Maybe writers know writers without being introduced.  Each spring I try to make a pilgrimage back to the southwest and one place I like to go to is Cochise County, Ariz.  It is the least touched land of the sprawling cities that ate up all the farmland, ranches, citrus orchards and feedlots I knew as a boy.  I visited Benson, Ariz.,  a sleepy town on the almost always dry San Pedro River that runs north—one of the few rivers in this continent that flows north for 100 miles.  Astraddle Interstate 10, this was a stage stop on the Butterfield Stages lines, the same ones rattled down through northwest Arkansas, Fayetteville to Fort Smith and then across the Arkansas River and south to Fort Worth to end up in San Francisco.
Another primary town I visit is Tombstone, “The Town Too Tough to Die.”  It is 30 miles south of Benson and it thrives on the legend, books and movie about Wyatt Earp.  You drive south of the OK Corral over the Mule Shoe Mountains through a quarter mile highway tunnel to see Bisbee and the long shutdown Phelps-Dodge Lavender Pit copper mine.  There is a mine tour you can take but I’d rather walk through all the shops that wind up a deep canyon in the fashion of Eureka Springs without trees.
Low and behold this whiskered cowboy with his bowed legs and salt and pepper beard was collecting parking fees from all day parkers in the city lot and I struck a conversation.  I told him I missed the old man who wrote one book and sold it in his one book bookstore.
He laughed and told me he had “one” book too. I told him I wanted to see it after I surveyed the shops.  He said he grew up outside Carrizozo, N.M.  I told him I had driven through there two days earlier and knew a little about the remote town.

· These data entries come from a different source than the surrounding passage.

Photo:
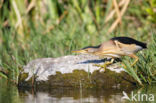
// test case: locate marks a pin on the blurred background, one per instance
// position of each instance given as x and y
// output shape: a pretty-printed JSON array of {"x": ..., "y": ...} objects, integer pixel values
[{"x": 32, "y": 29}]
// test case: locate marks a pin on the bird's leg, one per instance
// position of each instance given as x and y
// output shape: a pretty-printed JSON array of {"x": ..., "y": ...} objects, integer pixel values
[
  {"x": 104, "y": 66},
  {"x": 136, "y": 59}
]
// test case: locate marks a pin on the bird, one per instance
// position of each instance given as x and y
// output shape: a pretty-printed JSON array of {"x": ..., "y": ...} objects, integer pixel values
[{"x": 115, "y": 47}]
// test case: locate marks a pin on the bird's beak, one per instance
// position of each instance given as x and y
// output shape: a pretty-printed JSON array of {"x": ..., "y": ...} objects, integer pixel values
[{"x": 79, "y": 51}]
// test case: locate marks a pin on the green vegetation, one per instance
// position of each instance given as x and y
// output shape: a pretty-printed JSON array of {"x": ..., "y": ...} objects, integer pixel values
[{"x": 32, "y": 29}]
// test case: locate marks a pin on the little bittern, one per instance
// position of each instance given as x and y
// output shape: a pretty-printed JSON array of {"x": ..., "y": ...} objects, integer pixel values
[{"x": 115, "y": 48}]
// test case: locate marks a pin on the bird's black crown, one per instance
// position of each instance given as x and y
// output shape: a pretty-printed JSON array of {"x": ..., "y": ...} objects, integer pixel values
[{"x": 128, "y": 40}]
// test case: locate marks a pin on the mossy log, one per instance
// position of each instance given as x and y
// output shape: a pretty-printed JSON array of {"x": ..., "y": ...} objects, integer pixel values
[{"x": 73, "y": 71}]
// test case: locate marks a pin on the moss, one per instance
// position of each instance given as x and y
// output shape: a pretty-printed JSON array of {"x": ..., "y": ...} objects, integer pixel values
[{"x": 80, "y": 78}]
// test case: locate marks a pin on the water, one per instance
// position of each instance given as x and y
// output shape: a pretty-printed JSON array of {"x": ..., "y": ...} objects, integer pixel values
[{"x": 11, "y": 94}]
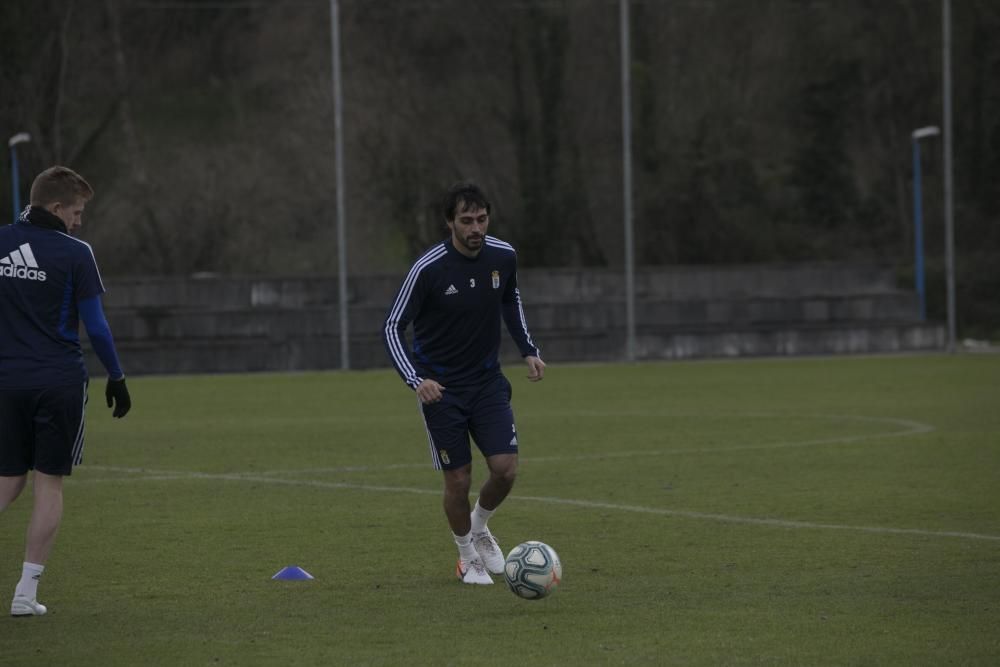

Alberto Lucero’s people came to that region over 300 years ago.  They were miners, farmers, cowboys, ranchers and not the least survivors.  He grew up in a family without a car who during the WW II, lived in a small adobe house, with coal oil lights and water drawn from a well.  He and his brother rode many miles on their horses to simply watch cars go by on the highway.  Then they would get into a fist-fight over whether it was a Cadillac or a Studebaker.  They had plenty of time.  Not many cars came by.
He can tell you many warm stories about his youth herding sheep, cutting fire wood and riding bulls.  Forced to leave the remote village at 14 when his father died to become a wood cutter to support his family, he writes about how he learned about the good and bad men on the road.  His book tells the life and the legends of the Mexican people in that region from the coyote to their own “Faulk Monster.”
Inside the covers are also lessons he learned in life.  He told these stories and some talented friends helped him make it come out of the print, so you savor every word like he is talking in your ear.  His translation of all Mexican terms is thoughtful and well done for the gringo like me.  If you want a copy of  “Lucero’s New Mexico” let me know and I'd be happy to put you in touch with him.
After some book swapping I left Lucero reading my Spur Winning novel  "The Horse Creek Incident” in the warm March sun.  Once in a while you bump into a person you click with like you knew each other on a roundup, at a rodeo, or working cattle some time in the past and hope it isn’t too long until you see each other again.